Upgrade pipelines with worker job#574
Conversation
|
I think this would work immediately at least to ease the building process. Is the idea eventually that this endpoint is modified or a tool is put in place to specify the updates externally instead of relying on the two statically defined internal shell scripts? |
|
You make a good point. There's no real reason to offload this to a bash script. Might as well allow for more granular updates. |
|
I haven't really wrapped my head around exactly what I wanted, but this may overlap a bit with #557. |
|
I've come up with a possible solution. It's been evading me all day. I have a couple of goals here:
In addition, we've been doing some dumb things with pipelines from the start
I would like to instead have a
For now, the schema of that config can be the same as it is now, but it could easily change to be your schema described in #557. One issue is that we need to keep downloaded addons in a separate directory from the viame install tree. It's a bad idea to mix a container image directory tree (ephemeral) with a persistent tree, so there will have to be 2 locations to look for pipes. |
|
I like the idea of the worker and server being separate and being able to change pipelines externally without having to relaunch. There is one possible hiccup with separating pipelines into different folders and that is some have what I think are relative cascading dependencies on the
|
|
Thanks for pointing that out. For the short term, we can continue using the default pipeline location. It means we can never rm -rf to get rid of old pipes while running (would require a container restart) but it's something. Hopefully Matt can help us resolve this in the future. |
@BryonLewis what do you think about something like this?

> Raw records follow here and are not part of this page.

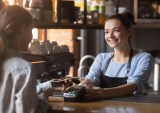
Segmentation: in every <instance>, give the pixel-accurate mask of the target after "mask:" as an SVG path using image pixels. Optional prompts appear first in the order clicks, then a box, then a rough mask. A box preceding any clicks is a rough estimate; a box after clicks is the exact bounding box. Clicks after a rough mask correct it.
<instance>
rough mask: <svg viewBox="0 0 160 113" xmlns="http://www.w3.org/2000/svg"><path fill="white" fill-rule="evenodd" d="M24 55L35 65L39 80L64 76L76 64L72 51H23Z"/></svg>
mask: <svg viewBox="0 0 160 113" xmlns="http://www.w3.org/2000/svg"><path fill="white" fill-rule="evenodd" d="M22 57H23V58H24V59H25V60H27V61H29V62H30V63H32V64H33V65H34V68H35V69H36V73H37V81H38V82H45V81H48V80H51V79H53V78H57V79H58V78H64V77H65V76H66V75H68V74H69V70H70V67H71V66H73V65H74V56H73V54H72V53H70V52H66V53H59V54H48V55H35V54H28V53H22Z"/></svg>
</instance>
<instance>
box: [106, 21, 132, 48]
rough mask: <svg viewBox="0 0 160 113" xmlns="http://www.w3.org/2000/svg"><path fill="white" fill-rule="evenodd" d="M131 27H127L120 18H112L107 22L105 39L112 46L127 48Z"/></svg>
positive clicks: (113, 47) (106, 24) (109, 45)
mask: <svg viewBox="0 0 160 113" xmlns="http://www.w3.org/2000/svg"><path fill="white" fill-rule="evenodd" d="M129 35H130V29H126V28H125V27H124V25H123V24H122V23H121V21H120V20H118V19H110V20H108V21H107V22H106V23H105V40H106V42H107V44H108V45H109V46H110V47H111V48H125V45H126V44H128V43H129V42H128V37H129Z"/></svg>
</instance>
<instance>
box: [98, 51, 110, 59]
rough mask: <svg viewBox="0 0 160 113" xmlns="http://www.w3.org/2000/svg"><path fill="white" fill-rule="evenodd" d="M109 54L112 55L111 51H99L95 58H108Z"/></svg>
mask: <svg viewBox="0 0 160 113" xmlns="http://www.w3.org/2000/svg"><path fill="white" fill-rule="evenodd" d="M111 55H112V52H108V53H107V52H106V53H99V54H98V55H97V58H101V59H106V58H110V57H111Z"/></svg>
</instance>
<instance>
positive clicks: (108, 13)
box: [105, 0, 116, 17]
mask: <svg viewBox="0 0 160 113" xmlns="http://www.w3.org/2000/svg"><path fill="white" fill-rule="evenodd" d="M105 6H106V7H105V16H106V17H108V16H111V15H113V14H116V11H115V6H114V4H113V2H112V0H108V1H106V3H105Z"/></svg>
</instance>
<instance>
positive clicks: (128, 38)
mask: <svg viewBox="0 0 160 113" xmlns="http://www.w3.org/2000/svg"><path fill="white" fill-rule="evenodd" d="M104 28H105V29H104V31H105V39H106V43H107V44H108V45H109V46H110V47H111V48H113V50H114V51H113V52H110V53H99V54H98V55H97V56H96V58H95V60H94V62H93V64H92V66H91V67H90V70H89V72H88V74H87V75H86V76H85V79H84V80H83V81H82V82H81V83H80V85H85V86H86V85H88V86H89V87H86V97H85V98H86V99H93V98H94V99H96V98H97V99H103V98H107V97H118V96H127V95H133V94H142V90H143V85H144V83H145V82H146V81H147V80H148V79H149V76H150V73H151V70H152V66H153V58H152V56H151V54H149V53H146V52H137V51H135V50H133V49H132V47H131V45H130V42H129V39H130V36H131V22H130V20H129V19H128V18H127V17H126V15H124V14H117V15H112V16H110V17H109V18H108V19H107V20H106V21H105V27H104ZM91 86H93V88H92V87H91ZM95 86H96V87H100V88H99V89H97V88H96V89H95V88H94V87H95ZM97 90H99V91H97ZM97 95H98V96H97Z"/></svg>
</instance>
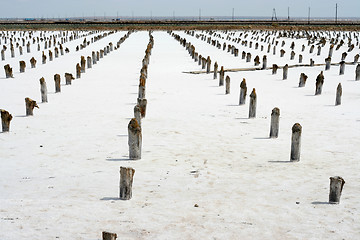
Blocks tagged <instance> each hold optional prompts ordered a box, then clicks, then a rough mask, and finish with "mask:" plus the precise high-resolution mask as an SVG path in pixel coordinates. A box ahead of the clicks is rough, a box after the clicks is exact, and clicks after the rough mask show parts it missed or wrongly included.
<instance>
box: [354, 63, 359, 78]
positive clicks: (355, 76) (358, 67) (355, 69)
mask: <svg viewBox="0 0 360 240" xmlns="http://www.w3.org/2000/svg"><path fill="white" fill-rule="evenodd" d="M359 80H360V64H358V65H357V66H356V69H355V81H359Z"/></svg>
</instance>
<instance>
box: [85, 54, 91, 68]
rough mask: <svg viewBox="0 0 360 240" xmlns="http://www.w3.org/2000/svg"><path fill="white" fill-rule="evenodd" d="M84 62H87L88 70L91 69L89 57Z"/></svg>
mask: <svg viewBox="0 0 360 240" xmlns="http://www.w3.org/2000/svg"><path fill="white" fill-rule="evenodd" d="M86 60H87V65H88V68H91V67H92V66H91V63H92V62H91V60H92V59H91V57H90V56H88V57H87V59H86Z"/></svg>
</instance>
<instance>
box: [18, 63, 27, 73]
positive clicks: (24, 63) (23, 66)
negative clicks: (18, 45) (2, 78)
mask: <svg viewBox="0 0 360 240" xmlns="http://www.w3.org/2000/svg"><path fill="white" fill-rule="evenodd" d="M19 65H20V72H25V68H26V63H25V61H20V62H19Z"/></svg>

Naturally the lack of worker management means other jobs couldn't be allowed to run while this was running, or you'd get pipe missing errors. I don't think stalling the queue using celery controller is reliable.
I think just adding a
dive.pipelines_stalledbool setting while the job runs such that trying to start a pipeline while it's true throws a 409 conflict, and then requiring an empty queue and idle runners as a pre-condition to starting the upgrade.It's sort of a coarse lock, but I think it's easier to understand than trying to drain the queue and stall jobs using celery controller.